Farmácia Clínica/ Hospitalar


Atualização Farmacológica

(*) Profª Drª Patrícia Medeiros de Souza


(**)Profª Samara Haddad Simões Machado e Prof. Sérgio Augusto C. D. N. Júnior
(***)Ana Carolina Perdigão, Thais Almeida e Marianne Maciel

Antieméticos

Introdução

Náuseas e vômitos são efeitos adversos comuns. São sintomas muito comuns no início da
gravidez (cinetose), nas exaquecas, na quimioterapia, dentre outros. O tratamento é
direcionado de acordo com a causa. Porém, mesmo quando a etiologia da náusea não é
conhecida, ela pode ser tratada com antiémeticos. 4,11
O processo de êmese é coordenado pelo centro do vômito localizado na formação reticular do
bulbo. Esse centro recebe estímulos das fibras aferentes viscerais, das fibras vestibulares e da
zona deflagradora dos quimiorreceptores (CTZ). A estimulação visceral ocorre através da
liberação de dopamina e serotonina. Já a estimulação vestibular ocorre através da histamina e
da acetilcolina 11. Estes mecanismos estão ilustrados na figura 1.

A CTZ estimula o centro do vômito através da dopamina e serotonina1. A sua localização é


na base do 4º ventrículo em uma área em que a barreira hematoencefálica é pouco
desenvolvida. A CTZ é sensível a diversos estímulos químicos (como substâncias eméticas) e
é dotada de receptores para dopamina, histamina e acetilcolina3.
A histamina, a acetilcolina, a serotonina e a dopamina são os principais neurotransmissores
envolvidos na êmese. O tratamento é baseado de acordo com os a via e neurotransmissores
envolvidos11. Os antieméticos classificam-se da seguinte forma:

· Anti-histamínicos e anticolinérgicos
· Antagonistas dos receptores 5-HT3
· Antagonistas dos receptores D2
· Canabinóides
· Glicocorticóides
· Benzodiazepínicos

Aspectos Farmacológicos

Anti-histamínicos e Anticolinérgicos

Dimenidrinato(DRAMIN ®), hidroxizina, ciclizina e difenidramina, todos têm ações


antagonistas no receptor H1 e podem agir no centro do vômito e nas vias vestibulares.
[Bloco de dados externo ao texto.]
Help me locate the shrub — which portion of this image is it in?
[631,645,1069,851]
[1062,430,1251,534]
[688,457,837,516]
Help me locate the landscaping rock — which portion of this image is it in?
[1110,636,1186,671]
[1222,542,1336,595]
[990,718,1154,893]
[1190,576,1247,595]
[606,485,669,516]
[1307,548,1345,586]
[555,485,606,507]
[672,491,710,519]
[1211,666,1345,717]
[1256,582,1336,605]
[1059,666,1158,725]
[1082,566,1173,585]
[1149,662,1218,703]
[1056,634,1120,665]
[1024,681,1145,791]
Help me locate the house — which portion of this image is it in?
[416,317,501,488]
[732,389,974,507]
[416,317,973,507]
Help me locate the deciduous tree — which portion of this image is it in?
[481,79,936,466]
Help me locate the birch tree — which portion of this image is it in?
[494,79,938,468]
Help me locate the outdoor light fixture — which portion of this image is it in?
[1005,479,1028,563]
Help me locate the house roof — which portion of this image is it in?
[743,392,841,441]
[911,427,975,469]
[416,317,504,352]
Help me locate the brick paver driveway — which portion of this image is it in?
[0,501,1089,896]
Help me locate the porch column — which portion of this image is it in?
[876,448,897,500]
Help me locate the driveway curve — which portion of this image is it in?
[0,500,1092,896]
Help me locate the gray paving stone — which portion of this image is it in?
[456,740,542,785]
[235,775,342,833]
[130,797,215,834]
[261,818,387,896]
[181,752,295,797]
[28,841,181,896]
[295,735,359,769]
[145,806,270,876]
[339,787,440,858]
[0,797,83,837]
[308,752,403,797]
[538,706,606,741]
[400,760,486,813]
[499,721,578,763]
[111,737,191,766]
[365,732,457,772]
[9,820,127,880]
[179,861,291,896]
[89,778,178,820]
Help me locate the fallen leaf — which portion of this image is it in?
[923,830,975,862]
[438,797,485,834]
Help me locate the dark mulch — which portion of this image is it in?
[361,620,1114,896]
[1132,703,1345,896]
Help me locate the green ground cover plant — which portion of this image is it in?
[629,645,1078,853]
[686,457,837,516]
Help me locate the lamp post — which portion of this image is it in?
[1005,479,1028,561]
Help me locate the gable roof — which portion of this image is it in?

Esses
compostos são particularmente úteis na profilaxia e tratamento de distúrbios do movimento e
no controle da êmese seguinte à cirurgia auricular média. Desconhecem-se os efeitos
antieméticos destes fármacos podendo ser secundários ao bloqueio específico de receptores de
histamina no SNC ou a ações em outros sítios receptores com atividade antimuscarínica12. Os
anti-histamínicos como Dimenidrinato e difenidramina têm ação sedativa e anticolinérgica,
suprimindo o estímulo motor na via vestibular neuronal, resultando na ação antiemética4.
Tem sido sugerido que sítios do receptor colinérgico estão presentes no córtex cerebral e
ponte, e que compostos com atividade específica nesses receptores são fármacos efetivos
antieméticos12. A escopolamina (transdérmica) é o principal agente antimuscarínico com
atividade no SNC. Este fármaco bloqueia os receptores M1 no córtex cerebral, na ponte, os
receptores H1 no hipotálamo e no centro do vômito4. A biodisponibilidade oral da
escopolamina é limitada (11-48%). A escopolamina transdérmica foi desenvolvida tentando-
se aumentar a duração da ação enquanto diminuiu os efeitos adversos relacionados à dose,
mas ainda apresenta efetividade limitada e um tempo de início longo12.
Anti-histamínicos e anticolinérgicos são eficazes em pacientes com náuseas decorrente da
estimulação do SNC (medo e ansiedade) e das fibras vestibulares. Também são indicados para
o tratamento da náusea secundária a vertigem e distúrbios motores. Isoladamente, estes
agentes têm efeitos modestos contra a êmese induzida pela quimioterapia11.

Efeitos adversos

Tanto os anti-histamínicos como os anticolinérgicos podem ter efeitos adversos


anticolinérgicos, incluindo boca seca, retenção urinária, visão embaçada e exacerbação do
glaucoma11.

Interações Medicamentosas8

Os anti-histamínicos sedativos podem aumentar o efeito sedativo de depressores do SNC


como o álcool, barbitúricos e analgésicos opióides, sedativos ansiolíticos e hipnóticos. Eles
também possuem um efeito antimuscarínico aditivo com outros fármacos antimuscarínicos
como a atropina e alguns antidepressivos (tricíclicos e IMAO).
Foi sugerido que alguns anti-histamínicos sedativos, como o dimenidrinato, podem mascarar
os sinais de danos causados por fármacos ototóxicos como os antibióticos aminoglicosídicos.5
A difenidramina inibe a isoenzima CYP2D6, que é parcialmente responsável pelo
metabolismo do metoprolol e da venlafaxina.
A ciclizina pode equilibrar os benefícios hemodinâmicos dos opióides.
Há relatos de que a difenidramina poderia prejudicar a absorção entérica do ácido
aminosalicílico, em decorrência, possivelmente, do seu efeito sobre a motilidade
gastrintestinal.5
O efeito sedativo da escopolamina pode ser aumentado por álcool ou outros depressores do
SNC. Os efeitos antimuscarinícos podem ser aumentados pelo uso concomitantes de outros
fármacos com propriedades antimuscarínicas como alguns antihistamínicos, fenotiazina,
antipsicóticos e antidepressivos tricíclicos.
A redução da motilidade gástrica causada por antimuscarinicos pode afetar a absorção de
outros fármacos. Os antimuscarínicos podem também antagonizar os efeitos gastrintestinais
da cisaprida, domperidona e metoclopramida. Os efeitos antimuscarínicos e
parasimpaticomiméticos podem anular-se mutuamente.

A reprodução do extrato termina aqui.